Entertainment

Working under pressure, Royal Tusk returns to rock the gateway

Hard rock returned to the Gateway on Dec. 2 as Edmonton band Royal Tusk debuted their beefed-up new album “Tusk II,” supporting veteran Michigan rockers Pop Evil.

“Playing these songs has been so much fun. When you wait for a year and you’re really proud of this stuff, it’s really kind of a euphoric moment,” said guitarist and lead singer Daniel Carriere.

Daniel Carriere, lead vocalist of Royal Tusk, started the band with bassist Sandy MacKinnon.
Photo by Jp Pitogo

“Tusk II” represents a dynamic shift towards a much heavier sound for the band, and it comes off feeling like the band has freed itself from captivity.

“This band has been searching for its sound for a while, and we definitely felt like we found it on this album,” said Carriere.

Carriere says that collectively, they have always been influenced by more aggressive types of music, but what surprised the band was how natural the new material feels. 

Recorded in just 24 days, the band felt like this immediate approach worked because it didn’t give them time to second guess themselves.

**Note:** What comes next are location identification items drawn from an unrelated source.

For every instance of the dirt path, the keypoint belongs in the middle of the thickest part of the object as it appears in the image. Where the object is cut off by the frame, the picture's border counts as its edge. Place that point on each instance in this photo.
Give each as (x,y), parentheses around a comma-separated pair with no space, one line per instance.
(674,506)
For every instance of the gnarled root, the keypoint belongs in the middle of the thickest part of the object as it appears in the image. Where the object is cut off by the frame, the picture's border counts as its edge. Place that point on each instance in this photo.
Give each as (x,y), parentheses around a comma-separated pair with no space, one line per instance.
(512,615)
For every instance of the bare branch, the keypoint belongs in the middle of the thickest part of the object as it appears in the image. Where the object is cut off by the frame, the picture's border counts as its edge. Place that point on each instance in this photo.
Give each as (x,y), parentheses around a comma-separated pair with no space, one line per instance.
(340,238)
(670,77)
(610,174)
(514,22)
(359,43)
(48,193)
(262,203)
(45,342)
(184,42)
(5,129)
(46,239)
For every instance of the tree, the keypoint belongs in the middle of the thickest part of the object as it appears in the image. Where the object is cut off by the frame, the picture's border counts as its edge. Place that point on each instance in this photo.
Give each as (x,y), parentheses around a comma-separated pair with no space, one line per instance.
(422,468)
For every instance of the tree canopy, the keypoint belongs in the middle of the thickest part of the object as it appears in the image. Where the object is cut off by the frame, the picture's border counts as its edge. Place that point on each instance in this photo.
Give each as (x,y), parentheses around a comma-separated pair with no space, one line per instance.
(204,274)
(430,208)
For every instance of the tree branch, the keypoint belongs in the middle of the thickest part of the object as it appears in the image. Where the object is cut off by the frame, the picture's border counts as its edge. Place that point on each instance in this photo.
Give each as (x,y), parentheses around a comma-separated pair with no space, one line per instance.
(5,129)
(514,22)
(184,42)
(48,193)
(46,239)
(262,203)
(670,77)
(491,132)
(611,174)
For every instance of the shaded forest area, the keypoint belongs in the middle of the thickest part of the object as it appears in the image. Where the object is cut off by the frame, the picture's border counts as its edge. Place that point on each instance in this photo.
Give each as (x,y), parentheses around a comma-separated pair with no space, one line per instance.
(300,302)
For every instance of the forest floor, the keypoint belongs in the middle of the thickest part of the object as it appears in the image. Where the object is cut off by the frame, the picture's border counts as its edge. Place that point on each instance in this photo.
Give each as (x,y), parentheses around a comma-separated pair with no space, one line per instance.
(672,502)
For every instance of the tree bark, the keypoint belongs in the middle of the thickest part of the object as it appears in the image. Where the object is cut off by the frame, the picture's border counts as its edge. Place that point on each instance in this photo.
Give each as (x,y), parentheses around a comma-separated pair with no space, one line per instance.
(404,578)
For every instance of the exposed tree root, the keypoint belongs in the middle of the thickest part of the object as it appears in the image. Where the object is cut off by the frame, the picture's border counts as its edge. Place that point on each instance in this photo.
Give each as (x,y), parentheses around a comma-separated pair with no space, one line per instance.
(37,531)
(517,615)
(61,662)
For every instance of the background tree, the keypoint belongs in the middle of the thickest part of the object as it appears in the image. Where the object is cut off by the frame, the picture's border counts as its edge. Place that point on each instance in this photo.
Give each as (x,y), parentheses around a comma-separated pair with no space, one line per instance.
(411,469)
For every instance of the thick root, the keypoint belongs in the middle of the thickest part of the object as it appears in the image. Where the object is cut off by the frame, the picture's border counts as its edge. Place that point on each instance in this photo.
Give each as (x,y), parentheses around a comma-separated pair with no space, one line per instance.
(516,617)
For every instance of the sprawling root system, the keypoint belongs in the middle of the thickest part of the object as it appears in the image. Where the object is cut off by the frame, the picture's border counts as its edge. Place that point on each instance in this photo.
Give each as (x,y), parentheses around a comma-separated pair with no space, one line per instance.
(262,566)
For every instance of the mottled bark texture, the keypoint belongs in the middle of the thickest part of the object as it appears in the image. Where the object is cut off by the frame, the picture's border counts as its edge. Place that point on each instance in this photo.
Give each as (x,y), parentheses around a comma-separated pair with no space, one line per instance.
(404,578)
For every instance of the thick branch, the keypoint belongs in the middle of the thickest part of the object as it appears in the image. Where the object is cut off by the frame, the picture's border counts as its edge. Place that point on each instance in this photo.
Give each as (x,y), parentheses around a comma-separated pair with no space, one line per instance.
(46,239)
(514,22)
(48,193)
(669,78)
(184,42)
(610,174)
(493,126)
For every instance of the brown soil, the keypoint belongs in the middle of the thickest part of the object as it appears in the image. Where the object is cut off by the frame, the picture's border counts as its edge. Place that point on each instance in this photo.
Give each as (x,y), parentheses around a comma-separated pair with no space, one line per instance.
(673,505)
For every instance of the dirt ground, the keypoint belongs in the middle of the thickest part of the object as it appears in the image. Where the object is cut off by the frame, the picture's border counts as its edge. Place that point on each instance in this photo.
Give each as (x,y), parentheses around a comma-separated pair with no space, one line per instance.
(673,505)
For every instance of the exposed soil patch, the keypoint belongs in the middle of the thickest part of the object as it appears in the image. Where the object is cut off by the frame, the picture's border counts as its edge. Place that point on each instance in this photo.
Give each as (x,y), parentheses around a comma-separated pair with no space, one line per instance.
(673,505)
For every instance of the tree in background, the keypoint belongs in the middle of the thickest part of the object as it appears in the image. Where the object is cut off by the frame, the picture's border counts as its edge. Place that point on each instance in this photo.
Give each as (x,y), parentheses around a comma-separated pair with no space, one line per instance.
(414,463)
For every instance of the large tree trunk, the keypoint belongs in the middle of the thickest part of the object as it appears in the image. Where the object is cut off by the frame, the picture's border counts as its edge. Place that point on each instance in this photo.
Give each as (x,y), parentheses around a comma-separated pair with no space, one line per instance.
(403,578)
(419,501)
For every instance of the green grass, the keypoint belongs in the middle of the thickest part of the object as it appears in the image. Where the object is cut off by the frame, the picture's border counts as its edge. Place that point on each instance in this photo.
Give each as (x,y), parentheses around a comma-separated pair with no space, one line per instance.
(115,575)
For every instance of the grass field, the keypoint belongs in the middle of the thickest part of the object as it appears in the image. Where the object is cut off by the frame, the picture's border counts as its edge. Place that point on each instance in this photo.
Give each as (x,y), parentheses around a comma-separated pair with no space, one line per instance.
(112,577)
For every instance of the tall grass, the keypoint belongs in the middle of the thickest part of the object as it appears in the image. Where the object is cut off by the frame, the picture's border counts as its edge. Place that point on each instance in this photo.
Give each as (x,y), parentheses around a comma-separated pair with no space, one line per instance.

Carriere noted that during a drawn-out recording process, there’s a tendency to save yourself and use up every bit of studio time you’ve paid for, which can lead to less spontaneity.

The album’s first single, “Aftermath”, which Carriere penned after the Pulse Nightclub shooting, seems to have hit a nerve. 

The song is a frustration-laden anthem about unnecessary tragedies becoming the new normal, and it was streamed 500,000 times before “Tusk II” hit the stores on Oct. 29.

 “We’re just trying to put the questions out there, and bring attention to areas that we think people need to think about and consider,” said Carriere. He added that the band generally stays away from being political, but “Aftermath” captures the dissonance we all feel with the current divisive political environment.

Sandy MacKinnon, bassist for Royal Tusk. (Photo by Jp Pitogo)

The video for the single, which follows mayhem caused by alienated youth with nothing to lose, premiered on Billboard, giving the band exposure to a much wider audience.

“I was taken back a bit — we had those magazines around the house as a kids,” said Carriere, adding that it’s a huge honour to be garnering that type of attention.

Even with the mainstream recognition from Billboard, the band relishes the idea of being a smaller market band trying to punch above their weight class.

Carriere believes the music scene in Edmonton is fertile soil for bands, and the supportive nature of the scene is giving many bands the proper foundation to bring their music to bigger cities.

“It puts a fire in your belly to practice, to play and to write something that’s meaningful,” when you’re an outsider travelling to bigger North American cities, said Carriere. 

Royal Tusk will be spending the next year touring in support of “Tusk II,” and is planning to bring their sound to Europe as well as an extensive tour of the U.S. 

“It makes us happy to find an audience who might feel the way we do in this time and space,” said Carriere.